Rate This Document
Findability
Accuracy
Completeness
Readability

Recall Scenario

Scenario Architecture

Figure 1 Context connection in the Kunpeng recall scenario

Vector Retrieval Algorithm KScaNN

KScaNN is a vector retrieval algorithm built on IVF. It uses the Kunpeng architecture to deeply optimize the index layout, algorithm process, and computing process, fully unleashing the chip potential. Developed on the open source ScaNN algorithm, Kunpeng provides five types of optimization: query awareness, PQ distance algorithm, rearrangement algorithm, efficient compiler used for built-in instructions and NEON instructions, and system optimization (including optimization in thread quantity, prefetch, and batch size). KScaNN is integrated into the Milvus vector database.

Vector Retrieval Algorithm KBest

KBest is a high-performance near neighbor search algorithm developed on Navigating Spreading-out Graph (NSG). It is used for multidimensional vector approximate nearest neighbor search. Compared to the NSG algorithm, KBest further optimizes the performance and precision of the near neighbor search. Before search, KBest obtains the optimal prefetch parameters of the current graph structure through prefetch parameter optimization. During search, KBest quickly approaches the query point with the help of the entry point pre-stored in the graph index, identifies the query point's near neighbors, and accelerates distance calculation using the SIMD instructions. When the search is complete, KBest performs full-precision or half-precision rearrangement to improve the ranking precision and returns the k-nearest neighbors. Compared to the open source ANNS algorithm, KBest achieves a significant performance improvement. Figure 2 shows the search principle of the KBest algorithm. KBest is integrated into the Milvus vector database.
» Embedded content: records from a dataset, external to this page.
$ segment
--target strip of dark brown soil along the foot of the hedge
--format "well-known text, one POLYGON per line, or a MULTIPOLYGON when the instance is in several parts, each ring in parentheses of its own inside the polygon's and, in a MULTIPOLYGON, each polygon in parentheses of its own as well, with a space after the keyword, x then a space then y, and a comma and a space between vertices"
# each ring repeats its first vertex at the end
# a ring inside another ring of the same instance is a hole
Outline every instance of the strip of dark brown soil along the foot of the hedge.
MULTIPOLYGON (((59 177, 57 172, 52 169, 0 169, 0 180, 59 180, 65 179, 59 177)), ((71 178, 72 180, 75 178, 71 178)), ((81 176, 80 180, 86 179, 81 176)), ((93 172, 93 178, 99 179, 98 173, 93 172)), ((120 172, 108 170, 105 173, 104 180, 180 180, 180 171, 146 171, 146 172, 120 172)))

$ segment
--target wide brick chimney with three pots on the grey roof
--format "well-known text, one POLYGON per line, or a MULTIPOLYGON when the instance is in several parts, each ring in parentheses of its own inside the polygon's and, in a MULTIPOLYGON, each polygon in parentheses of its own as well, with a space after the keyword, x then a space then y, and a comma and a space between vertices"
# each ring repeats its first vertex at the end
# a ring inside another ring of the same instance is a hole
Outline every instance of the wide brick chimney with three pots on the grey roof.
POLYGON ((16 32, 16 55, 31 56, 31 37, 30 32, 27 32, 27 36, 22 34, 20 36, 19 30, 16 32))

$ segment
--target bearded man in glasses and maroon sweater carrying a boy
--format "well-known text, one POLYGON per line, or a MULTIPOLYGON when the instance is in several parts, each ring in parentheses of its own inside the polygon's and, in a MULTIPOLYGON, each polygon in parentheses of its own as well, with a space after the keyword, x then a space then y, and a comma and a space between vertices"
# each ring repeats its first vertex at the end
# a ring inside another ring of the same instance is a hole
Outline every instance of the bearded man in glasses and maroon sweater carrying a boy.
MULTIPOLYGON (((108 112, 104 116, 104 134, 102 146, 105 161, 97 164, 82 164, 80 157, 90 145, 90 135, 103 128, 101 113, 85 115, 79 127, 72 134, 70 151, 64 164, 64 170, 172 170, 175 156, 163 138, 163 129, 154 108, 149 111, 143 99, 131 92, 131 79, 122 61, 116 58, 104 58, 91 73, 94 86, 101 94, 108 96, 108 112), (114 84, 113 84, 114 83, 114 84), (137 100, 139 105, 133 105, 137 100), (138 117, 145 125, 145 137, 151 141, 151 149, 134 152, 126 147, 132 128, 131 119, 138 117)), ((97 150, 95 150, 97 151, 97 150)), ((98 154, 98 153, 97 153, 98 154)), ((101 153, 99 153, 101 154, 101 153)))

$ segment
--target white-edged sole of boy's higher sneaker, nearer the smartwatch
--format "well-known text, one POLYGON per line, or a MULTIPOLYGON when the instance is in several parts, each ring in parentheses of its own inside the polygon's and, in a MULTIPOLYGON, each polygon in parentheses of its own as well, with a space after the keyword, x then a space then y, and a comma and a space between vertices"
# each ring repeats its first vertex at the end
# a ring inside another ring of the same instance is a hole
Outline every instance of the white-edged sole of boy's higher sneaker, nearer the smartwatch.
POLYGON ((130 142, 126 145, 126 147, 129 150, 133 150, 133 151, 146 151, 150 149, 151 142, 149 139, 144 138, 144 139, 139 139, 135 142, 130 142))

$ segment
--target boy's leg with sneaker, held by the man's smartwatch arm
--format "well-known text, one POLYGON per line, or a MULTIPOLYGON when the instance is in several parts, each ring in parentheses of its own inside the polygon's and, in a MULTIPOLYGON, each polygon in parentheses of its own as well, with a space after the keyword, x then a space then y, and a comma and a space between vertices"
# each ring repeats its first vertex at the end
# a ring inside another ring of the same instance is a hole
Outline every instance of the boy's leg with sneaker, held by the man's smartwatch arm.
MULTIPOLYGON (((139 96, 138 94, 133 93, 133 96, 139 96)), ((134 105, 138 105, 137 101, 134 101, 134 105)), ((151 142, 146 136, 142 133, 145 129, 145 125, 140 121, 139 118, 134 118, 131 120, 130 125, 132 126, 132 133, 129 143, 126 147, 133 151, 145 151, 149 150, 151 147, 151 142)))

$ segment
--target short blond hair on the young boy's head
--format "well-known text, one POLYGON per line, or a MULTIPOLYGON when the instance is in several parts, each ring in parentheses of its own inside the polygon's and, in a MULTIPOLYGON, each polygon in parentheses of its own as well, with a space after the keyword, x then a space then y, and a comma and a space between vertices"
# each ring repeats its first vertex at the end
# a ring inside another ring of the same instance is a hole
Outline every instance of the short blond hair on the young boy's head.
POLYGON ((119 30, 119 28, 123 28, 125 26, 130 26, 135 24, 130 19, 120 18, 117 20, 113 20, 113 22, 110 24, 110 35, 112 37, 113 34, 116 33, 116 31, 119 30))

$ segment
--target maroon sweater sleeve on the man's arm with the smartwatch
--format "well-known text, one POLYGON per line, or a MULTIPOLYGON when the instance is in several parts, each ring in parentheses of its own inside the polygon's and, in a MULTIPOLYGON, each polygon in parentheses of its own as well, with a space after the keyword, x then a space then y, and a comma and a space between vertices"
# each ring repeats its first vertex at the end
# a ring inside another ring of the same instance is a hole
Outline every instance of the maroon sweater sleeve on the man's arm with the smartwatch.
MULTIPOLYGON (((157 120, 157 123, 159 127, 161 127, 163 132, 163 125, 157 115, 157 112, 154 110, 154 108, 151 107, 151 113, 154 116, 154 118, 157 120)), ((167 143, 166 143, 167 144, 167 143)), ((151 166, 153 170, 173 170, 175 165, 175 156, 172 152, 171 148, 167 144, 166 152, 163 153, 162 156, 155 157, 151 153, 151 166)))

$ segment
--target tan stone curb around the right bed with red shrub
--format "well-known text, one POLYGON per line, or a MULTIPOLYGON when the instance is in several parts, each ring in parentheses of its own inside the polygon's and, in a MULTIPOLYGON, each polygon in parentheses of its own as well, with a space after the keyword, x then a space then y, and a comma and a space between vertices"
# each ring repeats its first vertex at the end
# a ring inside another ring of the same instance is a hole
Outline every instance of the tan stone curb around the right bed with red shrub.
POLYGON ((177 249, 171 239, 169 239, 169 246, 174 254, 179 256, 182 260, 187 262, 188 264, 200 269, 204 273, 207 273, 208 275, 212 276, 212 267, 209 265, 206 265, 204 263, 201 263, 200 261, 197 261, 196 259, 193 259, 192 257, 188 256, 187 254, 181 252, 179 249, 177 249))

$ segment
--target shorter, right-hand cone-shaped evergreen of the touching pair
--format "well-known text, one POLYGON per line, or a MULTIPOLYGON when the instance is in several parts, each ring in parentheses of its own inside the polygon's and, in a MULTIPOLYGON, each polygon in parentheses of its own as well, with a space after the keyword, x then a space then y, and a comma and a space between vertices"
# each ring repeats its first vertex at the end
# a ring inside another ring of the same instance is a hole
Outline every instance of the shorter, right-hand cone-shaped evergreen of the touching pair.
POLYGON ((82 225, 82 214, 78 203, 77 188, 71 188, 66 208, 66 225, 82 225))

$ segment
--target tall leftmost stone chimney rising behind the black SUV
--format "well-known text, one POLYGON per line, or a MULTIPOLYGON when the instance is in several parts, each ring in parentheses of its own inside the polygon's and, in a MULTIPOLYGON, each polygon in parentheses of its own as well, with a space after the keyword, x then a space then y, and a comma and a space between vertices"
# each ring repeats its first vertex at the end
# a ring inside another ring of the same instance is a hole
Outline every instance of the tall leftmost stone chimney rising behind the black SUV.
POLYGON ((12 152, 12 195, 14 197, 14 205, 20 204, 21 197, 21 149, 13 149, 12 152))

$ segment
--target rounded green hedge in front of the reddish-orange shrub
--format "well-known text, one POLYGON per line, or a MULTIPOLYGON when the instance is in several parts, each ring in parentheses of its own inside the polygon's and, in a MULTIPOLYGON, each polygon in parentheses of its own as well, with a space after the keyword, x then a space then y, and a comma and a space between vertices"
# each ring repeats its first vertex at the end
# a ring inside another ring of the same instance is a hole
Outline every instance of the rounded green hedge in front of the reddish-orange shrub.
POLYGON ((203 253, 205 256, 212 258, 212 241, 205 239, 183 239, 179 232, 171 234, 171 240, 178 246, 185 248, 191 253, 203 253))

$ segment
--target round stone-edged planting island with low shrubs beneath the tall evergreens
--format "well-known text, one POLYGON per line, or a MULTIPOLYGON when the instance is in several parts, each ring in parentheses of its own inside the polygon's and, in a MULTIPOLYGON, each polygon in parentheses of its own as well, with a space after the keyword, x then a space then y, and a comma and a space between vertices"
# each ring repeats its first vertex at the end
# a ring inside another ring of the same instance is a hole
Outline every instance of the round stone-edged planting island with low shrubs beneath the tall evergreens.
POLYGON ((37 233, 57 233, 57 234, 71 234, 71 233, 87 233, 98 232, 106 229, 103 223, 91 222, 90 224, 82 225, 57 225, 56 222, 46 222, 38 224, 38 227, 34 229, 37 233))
Figure 2 KBest algorithm search principle

Kunpeng provides five types of optimization: high-performance upper-layer algorithms, integration of multiple quantizers, adaptable SIMD instructions that can optimize the performance of each platform, full-precision or half-precision rearrangement at the end of the search to improve the ranking precision, and optimal prefetch parameters of graph structure obtained by prefetch parameter optimization before search.

Vector Retrieval Acceleration Component KVecTurbo

KVecTurbo is a vector retrieval acceleration component developed by Kunpeng and can be used together with the openGauss vector database. It quantifies and compresses high-dimensional vectors to quickly obtain the near neighbors of a query. In addition, KVecTurbo uses the SIMD instructions to accelerate distance calculation for multidimensional vector nearest neighbor search.

Kunpeng provides three types of optimization: vectorized instructions with Kunpeng affinity, path compression, and low-bit quantization.

Kunpeng Retrieval Library KRL

KRL is an operator library optimized based on the Kunpeng platform to accelerate vector retrieval. KRL can accelerate Faiss-supported algorithms such as HNSW, PQFS, IVFPQ, and IVFPQFS by replacing operators.

Kunpeng provides the following optimizations: vectorized instruction acceleration, memory layout adjustment to improve cache hit rate, and low-precision quantization + high-precision reranking.

KNewPfordelta Library

Kunpeng New PForDelta (KNewPfordelta) is an efficient IVF decompression algorithm. It accelerates the retrieval stage by leveraging vector instructions and other optimizations.

Kunpeng provides this optimization: vectorized instructions and other technologies based on Kunpeng hardware.

Faiss Library

The open source Faiss algorithm library has been deeply optimized using key technologies such as vectorization, dimension-interleaved lookup and accumulation, and vector filtering and compression. These enhancements significantly improve the similarity search and clustering efficiency across IVFFlat, IVFPQ, HNSW, PQFS, and IVFPQFS indexing algorithms.

Kunpeng provides the following optimizations: vectorized instruction acceleration, memory layout adjustment to improve cache hit rate, and low-precision quantization + high-precision reranking.

hnswlib Library

The open source hnswlib algorithm library has been deeply optimized for the Kunpeng platform. It delivers FP16 support through vectorization, and leverages optimization policies such as prefetching and instruction rescheduling.

Enhancements tailored for the Kunpeng platform: vectorized instructions and other technologies based on Kunpeng hardware.